DOES THE FUTURE OF FOOTWEAR LIE WITH AI?

By Lizzy Zarrello

How footwear designers like Miguel Peña and AI users can create digitally fabricated fashion concepts through the click of a button.

As an industry founded on creativity and expression, fashion was slow to accept Artificial Intelligence. However as the Metaverse and NFT’s grow and gain investments, designers and high fashion houses are exploring new technologies. Brands like H&M, Tommy Hilfiger, and Zara mainly use AI to predict future trends rather than create unique designs. Through new AI interfaces users and fashion designers alike can create one-of-a-kind digital products just by describing its desired physical attributes. These tools allow people to create compositions without training in fashion design software, drawing, sewing, and any traditional craftsmanship, all while providing experienced fashion designers with new ways to explore advanced concepts in apparel.  

In 2021, the research lab OpenAI designed an AI model called DALL-E, which was trained to create specific imagery based on any text description. DALL-E was originally only available to a small number of artists and researchers, however in September OpenAI removed the waitlist for the service, allowing anyone to use it. 

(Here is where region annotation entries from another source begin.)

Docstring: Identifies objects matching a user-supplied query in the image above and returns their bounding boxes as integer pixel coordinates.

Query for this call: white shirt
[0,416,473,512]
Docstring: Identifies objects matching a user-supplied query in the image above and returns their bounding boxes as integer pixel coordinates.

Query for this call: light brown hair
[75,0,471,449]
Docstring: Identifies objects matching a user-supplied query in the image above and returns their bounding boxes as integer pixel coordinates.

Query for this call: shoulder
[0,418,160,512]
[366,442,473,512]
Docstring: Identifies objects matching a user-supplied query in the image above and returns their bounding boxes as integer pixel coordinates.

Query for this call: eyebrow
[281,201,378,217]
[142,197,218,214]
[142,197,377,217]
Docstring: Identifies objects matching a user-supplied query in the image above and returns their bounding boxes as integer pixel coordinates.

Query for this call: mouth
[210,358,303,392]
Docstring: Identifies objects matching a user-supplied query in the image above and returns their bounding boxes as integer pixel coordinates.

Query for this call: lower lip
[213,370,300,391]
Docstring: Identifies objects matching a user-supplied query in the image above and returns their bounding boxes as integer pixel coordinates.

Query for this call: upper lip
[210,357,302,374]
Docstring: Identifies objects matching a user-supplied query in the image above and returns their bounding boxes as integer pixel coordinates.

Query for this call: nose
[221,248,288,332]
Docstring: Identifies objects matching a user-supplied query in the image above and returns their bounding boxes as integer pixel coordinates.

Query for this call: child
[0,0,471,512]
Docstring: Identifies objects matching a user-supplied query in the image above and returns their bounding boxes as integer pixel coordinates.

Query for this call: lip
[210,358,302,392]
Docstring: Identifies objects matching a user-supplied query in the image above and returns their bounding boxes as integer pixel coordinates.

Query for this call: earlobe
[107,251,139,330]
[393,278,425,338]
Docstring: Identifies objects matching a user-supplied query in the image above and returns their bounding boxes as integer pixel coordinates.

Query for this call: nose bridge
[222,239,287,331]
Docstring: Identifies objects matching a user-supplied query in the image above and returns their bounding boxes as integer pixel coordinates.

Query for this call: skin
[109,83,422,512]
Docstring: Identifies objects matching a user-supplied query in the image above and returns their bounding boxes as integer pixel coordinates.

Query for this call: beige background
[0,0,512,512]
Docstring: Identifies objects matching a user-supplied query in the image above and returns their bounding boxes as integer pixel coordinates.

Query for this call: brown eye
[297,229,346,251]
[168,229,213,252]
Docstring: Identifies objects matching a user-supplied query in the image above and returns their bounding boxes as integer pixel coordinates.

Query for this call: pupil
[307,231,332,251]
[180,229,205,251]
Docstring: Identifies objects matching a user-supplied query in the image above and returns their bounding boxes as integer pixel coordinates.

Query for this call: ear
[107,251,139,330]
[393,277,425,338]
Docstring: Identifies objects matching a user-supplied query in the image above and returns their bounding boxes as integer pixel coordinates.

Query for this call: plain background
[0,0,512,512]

Although most fashion houses aren’t exploring these AI Models, individual designers like Miguel Peña are using DALL-E to explore technology’s ability to further self expression. Peña has designed footwear professionally for 5 years, with a portfolio consisting of digitally fabricated footwear that is both performance efficient, innovative, and aesthetically futuristic. In the last two years, his brand has focused on prototyping designs through digital software. Peña’s interest in AI started when he discovered creative workflows using DALL-E on TikTok. 

Through AI, Peña can use specific phrases and terms which DALL-E converts into designs. Peña explains further in an interview with Mission, “with the right modifiers in the prompt, I can get close to a visual of what I am trying to express… AI is comparable to a visual stream of consciousness.” The prompts he uses vary with each concept he is trying to achieve, Peña continues, “I have found certain phrases help me find consistency in my results. For example, saying something along the lines of ‘someone wearing a purple sneaker’ has seemed to ground the results in reality much more efficiently than simply saying ‘a purple sneaker.’” By providing specifics of materials, settings, adjectives, and more, Pena can bring the image in his head to life.

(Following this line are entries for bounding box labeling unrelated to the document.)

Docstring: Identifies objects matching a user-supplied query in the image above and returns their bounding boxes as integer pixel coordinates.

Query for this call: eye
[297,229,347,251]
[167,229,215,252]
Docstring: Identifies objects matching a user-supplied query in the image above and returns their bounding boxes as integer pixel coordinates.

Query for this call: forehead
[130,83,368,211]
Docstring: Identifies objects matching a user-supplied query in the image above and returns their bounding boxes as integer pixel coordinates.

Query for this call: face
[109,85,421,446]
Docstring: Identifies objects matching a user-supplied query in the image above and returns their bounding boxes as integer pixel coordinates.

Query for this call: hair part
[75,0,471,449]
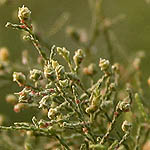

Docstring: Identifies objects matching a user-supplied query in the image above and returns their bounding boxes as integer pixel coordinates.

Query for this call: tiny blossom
[0,47,9,61]
[18,5,31,21]
[99,58,110,71]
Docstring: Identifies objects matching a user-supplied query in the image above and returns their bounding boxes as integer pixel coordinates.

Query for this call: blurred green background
[0,0,150,121]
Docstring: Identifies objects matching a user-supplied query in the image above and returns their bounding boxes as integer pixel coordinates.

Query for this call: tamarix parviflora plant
[0,3,150,150]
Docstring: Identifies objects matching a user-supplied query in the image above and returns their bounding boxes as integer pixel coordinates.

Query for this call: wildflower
[0,47,9,61]
[99,58,110,71]
[30,69,42,81]
[6,94,17,104]
[122,120,131,132]
[73,49,85,66]
[18,5,31,21]
[13,72,26,86]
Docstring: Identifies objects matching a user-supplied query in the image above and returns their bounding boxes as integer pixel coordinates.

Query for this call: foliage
[0,0,150,150]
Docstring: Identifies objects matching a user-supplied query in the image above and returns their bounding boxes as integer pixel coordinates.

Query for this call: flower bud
[0,47,9,61]
[30,69,42,81]
[121,120,132,132]
[6,94,17,104]
[73,49,85,67]
[18,5,31,21]
[99,58,110,71]
[13,72,26,86]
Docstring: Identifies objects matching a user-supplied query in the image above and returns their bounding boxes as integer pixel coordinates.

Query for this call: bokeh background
[0,0,150,122]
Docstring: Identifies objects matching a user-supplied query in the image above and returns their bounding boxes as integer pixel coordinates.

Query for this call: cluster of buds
[13,72,26,86]
[99,58,110,71]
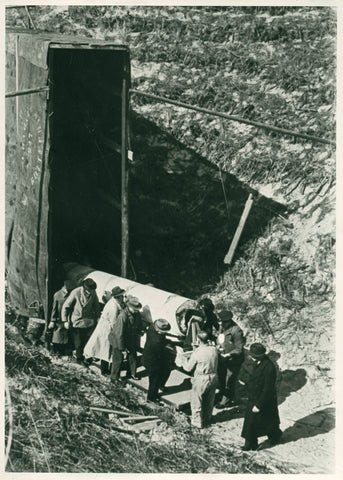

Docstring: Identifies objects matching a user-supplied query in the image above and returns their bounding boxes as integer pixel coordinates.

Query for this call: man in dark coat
[49,280,72,355]
[109,295,143,382]
[199,298,219,341]
[242,343,282,450]
[216,310,245,408]
[142,318,171,402]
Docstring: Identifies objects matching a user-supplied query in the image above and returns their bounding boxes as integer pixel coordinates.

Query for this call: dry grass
[6,326,284,473]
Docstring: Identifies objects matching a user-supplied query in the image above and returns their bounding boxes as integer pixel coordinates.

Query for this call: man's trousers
[191,373,217,428]
[72,327,93,361]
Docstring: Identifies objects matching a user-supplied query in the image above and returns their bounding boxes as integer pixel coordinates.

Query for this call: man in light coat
[48,280,72,355]
[84,287,125,375]
[62,278,100,365]
[216,310,245,408]
[177,331,218,428]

Although many of his designs are conceptual, Peña hopes to create physical versions next year. It can only be expected that AI will grow within fashion as it has in other industries. It is, however, not without its controversy. AI works as a quick way to formulate unique compositions, especially for many creatives who don’t have the money or technical skill required for more traditional modes of design. “I am against the idea that design should be privatized by those that can draw, and AI is a solution to that. On the flip side, I think AI can certainly serve as a crutch in certain instances,” Peña explains. Although designers can become reliant upon the software, it can also leave room for unexpected inspiration and perpetuate unique designs. Peña elaborates, “the Instagram footwear design landscape has been interesting in the last few months because while we have this AI tool that should unlock creative opportunities we haven’t had before, there’s still a large number of “yeezys” being created in AI.” 

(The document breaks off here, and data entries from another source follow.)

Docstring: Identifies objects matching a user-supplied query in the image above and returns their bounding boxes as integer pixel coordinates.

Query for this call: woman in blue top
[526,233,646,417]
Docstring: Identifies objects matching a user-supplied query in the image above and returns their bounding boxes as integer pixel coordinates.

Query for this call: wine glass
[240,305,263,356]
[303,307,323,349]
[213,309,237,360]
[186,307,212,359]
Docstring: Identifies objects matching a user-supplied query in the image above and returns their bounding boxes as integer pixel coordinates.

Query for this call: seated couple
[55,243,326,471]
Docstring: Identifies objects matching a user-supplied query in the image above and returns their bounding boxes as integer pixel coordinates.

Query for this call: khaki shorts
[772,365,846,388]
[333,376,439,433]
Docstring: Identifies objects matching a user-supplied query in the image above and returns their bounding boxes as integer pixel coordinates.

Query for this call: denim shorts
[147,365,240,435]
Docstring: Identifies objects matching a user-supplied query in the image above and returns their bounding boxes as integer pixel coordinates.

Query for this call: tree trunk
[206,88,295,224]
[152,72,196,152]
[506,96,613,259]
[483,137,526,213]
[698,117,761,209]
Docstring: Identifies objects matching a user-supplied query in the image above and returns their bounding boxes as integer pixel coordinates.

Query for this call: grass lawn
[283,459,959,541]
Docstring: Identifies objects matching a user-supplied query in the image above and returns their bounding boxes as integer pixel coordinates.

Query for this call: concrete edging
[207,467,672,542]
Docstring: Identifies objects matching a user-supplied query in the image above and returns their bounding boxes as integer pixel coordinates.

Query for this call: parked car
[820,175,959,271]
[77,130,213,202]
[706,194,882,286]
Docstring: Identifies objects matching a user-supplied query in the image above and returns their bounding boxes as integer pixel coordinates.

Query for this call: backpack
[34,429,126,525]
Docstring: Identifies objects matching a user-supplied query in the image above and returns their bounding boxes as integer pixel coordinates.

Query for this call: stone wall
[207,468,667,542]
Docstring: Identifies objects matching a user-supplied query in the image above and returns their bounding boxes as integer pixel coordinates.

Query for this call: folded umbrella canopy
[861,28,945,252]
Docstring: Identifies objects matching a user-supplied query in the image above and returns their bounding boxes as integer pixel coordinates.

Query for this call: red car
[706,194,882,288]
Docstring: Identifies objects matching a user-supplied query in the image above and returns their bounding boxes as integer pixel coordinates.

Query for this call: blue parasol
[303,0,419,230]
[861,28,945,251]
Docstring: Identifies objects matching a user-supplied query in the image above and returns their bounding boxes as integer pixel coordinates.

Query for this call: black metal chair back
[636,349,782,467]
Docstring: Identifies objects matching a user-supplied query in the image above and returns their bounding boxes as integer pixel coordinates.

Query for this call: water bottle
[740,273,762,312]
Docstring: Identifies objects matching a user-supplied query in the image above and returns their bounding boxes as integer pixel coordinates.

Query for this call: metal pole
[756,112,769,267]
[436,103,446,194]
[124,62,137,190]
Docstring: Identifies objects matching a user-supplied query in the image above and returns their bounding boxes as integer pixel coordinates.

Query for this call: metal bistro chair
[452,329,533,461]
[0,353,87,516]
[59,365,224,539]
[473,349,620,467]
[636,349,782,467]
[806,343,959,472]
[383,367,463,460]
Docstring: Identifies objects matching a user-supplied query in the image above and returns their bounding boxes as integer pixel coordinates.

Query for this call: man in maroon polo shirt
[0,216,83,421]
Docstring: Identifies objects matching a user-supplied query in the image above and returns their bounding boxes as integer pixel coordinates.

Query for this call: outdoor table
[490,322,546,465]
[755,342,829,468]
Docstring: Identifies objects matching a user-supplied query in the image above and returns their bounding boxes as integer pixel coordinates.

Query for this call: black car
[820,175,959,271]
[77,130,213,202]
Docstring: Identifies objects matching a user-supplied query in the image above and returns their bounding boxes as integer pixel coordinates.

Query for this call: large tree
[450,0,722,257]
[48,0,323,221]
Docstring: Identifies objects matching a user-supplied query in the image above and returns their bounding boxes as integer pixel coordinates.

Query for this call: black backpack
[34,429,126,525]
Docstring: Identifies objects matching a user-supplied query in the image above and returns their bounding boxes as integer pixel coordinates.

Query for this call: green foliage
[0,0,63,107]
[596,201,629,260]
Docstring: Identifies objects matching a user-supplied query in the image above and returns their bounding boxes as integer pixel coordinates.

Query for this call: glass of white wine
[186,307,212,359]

Although AI can create designs, it would not be capable of doing so without prompts imagined and described by the creator. “A designer’s ability to communicate an authentic story through their work is a uniquely human quality. Their style comes from years of experience and fine-tuning their work to create a style and body of work that is uniquely theirs. Construction, craftsmanship, and problem solving are also factors to consider in this context. That said, as machine learning evolves over time, I would be very interested to see what the creative industry looks like and if fashion designers have been replaced by technology or if they evolved along with it,” says Pena.

With more people having access to AI software, it allows almost anyone to create designs with descriptive words and the click of a button, while leaving creatives questioning if their imagination and traditional skills (drawing, sewing) will become obsolete as the technology progresses.